I would also be very surprised if there has not been some robust discussions between Philip Clarke and Tim Mason and a “personality clash” of some kind.

Whilst this is bad in itself, it’s not the end of my issues.

Tesco has also announced that it is scaling back its capital spend on its international expansion to divert the capital into fixing the UK.

I don’t like this either because it slows the growth that I am seeking and allows large competitors to continue developing their overseas offerings while Tesco retrenches.

But the biggest reason that I decided to sell my Tesco shares this week is this…

Tesco Now Has An Unproven Management Team And I Don’t Agree With Their Decisions

I’ve already said that I think Philip Clarke is wrong to alter his USA strategy.

I’ve also said that Tim Mason is leaving the business.

What I haven’t said is that the third man credited with the Tesco growth story over 20 years, the Finance and Strategy Director, Andrew Higginson also stepped down in September 2012.

In essence, the top team has all gone and to be replaced by what?

Philip Clarke who is behaving (in my humble opinion) as if he only needs to worry about the UK.

Yes I know that the UK accounts for 60% of Tesco profits, but he can’t just forget about the other 40%.

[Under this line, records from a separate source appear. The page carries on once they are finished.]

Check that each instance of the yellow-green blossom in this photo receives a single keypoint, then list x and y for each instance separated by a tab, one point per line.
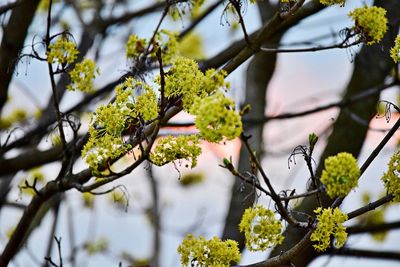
261	229
178	10
330	223
169	149
95	247
185	80
191	179
34	177
134	101
216	118
332	2
373	217
62	51
191	46
395	50
208	253
370	23
101	148
17	116
340	175
88	200
135	46
82	76
391	179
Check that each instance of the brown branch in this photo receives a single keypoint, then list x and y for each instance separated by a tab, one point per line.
363	253
370	206
372	228
7	7
14	35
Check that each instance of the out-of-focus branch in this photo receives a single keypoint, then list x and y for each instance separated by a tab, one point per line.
14	35
7	7
363	253
372	228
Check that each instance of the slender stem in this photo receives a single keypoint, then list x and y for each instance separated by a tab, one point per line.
282	210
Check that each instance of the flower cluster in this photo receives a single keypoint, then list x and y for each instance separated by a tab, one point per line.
391	179
191	46
101	148
111	120
62	51
176	11
166	40
340	175
330	223
374	217
171	148
82	76
370	23
184	79
16	116
261	229
395	50
133	105
216	118
332	2
134	46
35	178
208	253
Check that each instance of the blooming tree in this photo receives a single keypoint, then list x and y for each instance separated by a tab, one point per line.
163	79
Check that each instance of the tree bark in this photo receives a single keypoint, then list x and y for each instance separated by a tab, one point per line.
371	67
13	41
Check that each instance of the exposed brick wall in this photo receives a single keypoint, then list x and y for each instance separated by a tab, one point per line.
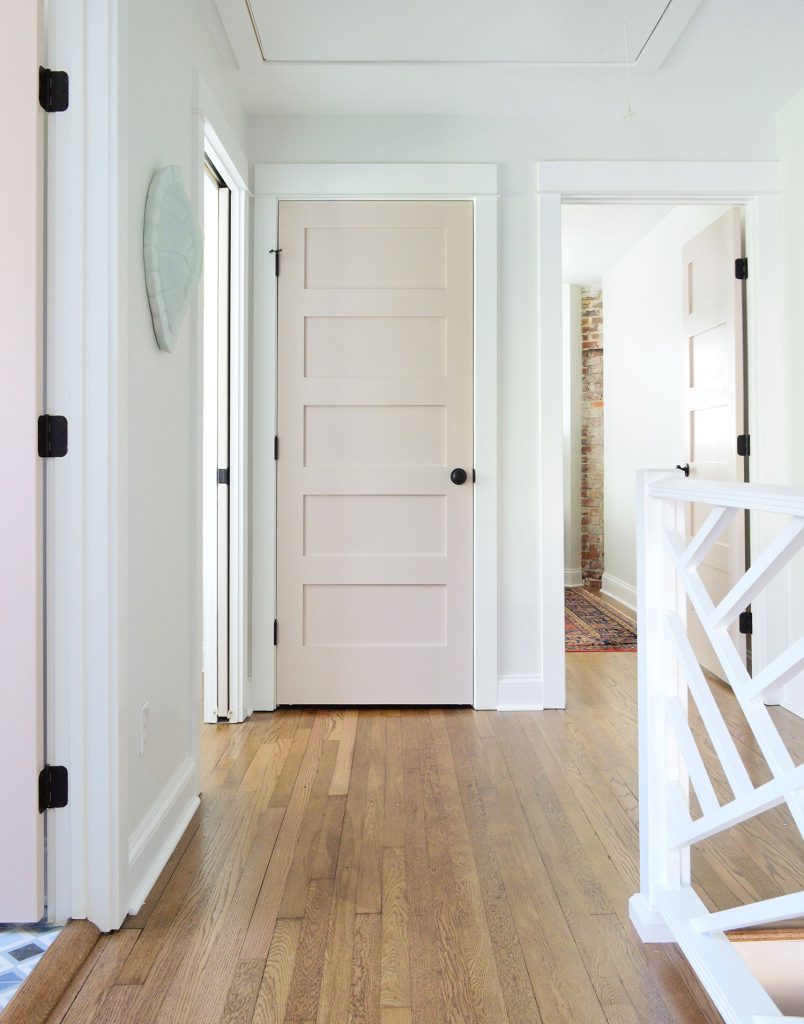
592	437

This man is supposed to be the global CEO, not the UK MD.

When Philip Clarke has his head in the weeds of the UK’s significant problems, how can he possibly keep abreast of the wider global forest?

My view is that he can’t – and I’ve seen far too many examples of this kind of behaviour going wrong elsewhere.

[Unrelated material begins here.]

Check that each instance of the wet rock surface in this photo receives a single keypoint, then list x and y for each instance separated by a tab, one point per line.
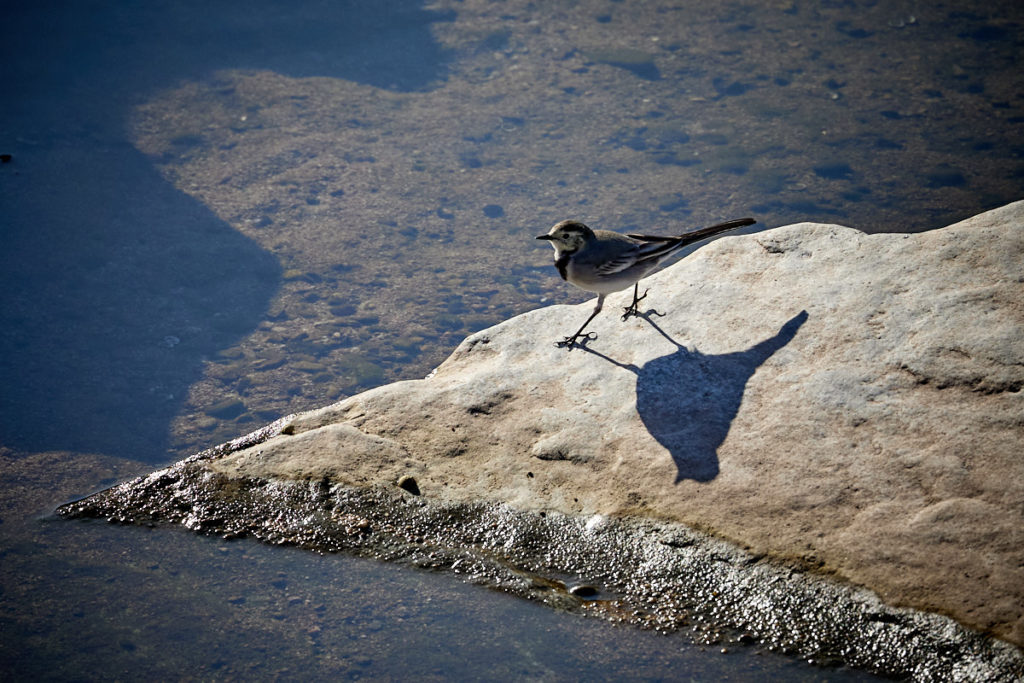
844	409
642	572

In my opinion, the CEO should do the job of the CEO and appoint someone (not himself) to sort out the UK.

My Story Has Now Changed

Going back to my four reasons for buying Tesco shares, we see that only the first one remains.

The other three reasons have all evaporated in the space of the last 12 months and this is not unusual when a new CEO arrives after a long period of stable strategy.

At the time of writing this post, I no longer hold shares in Tesco.

However, I note that the Tesco share price rose about 10p yesterday, on the day that this latest news broke.

So clearly, not everyone in the stock market agrees with my views!

Maybe they are all short-term investors and like the fact that Tesco is calling time on the USA business, Fresh And Easy?

Getting rid of a loss-making division and possibly selling it off to realize some cash earlier will indeed improve the short-term profits and cash flow of Tesco.

But is this the best long-term decision?

I’d love to hear your thoughts on this in the comments box below.

DISCLAIMER – All the views in this article are my own and nothing within it constitutes advice or recommendations to buy or sell shares in Tesco or any other company for that matter.  Always do your own research and make your own judgements when investing.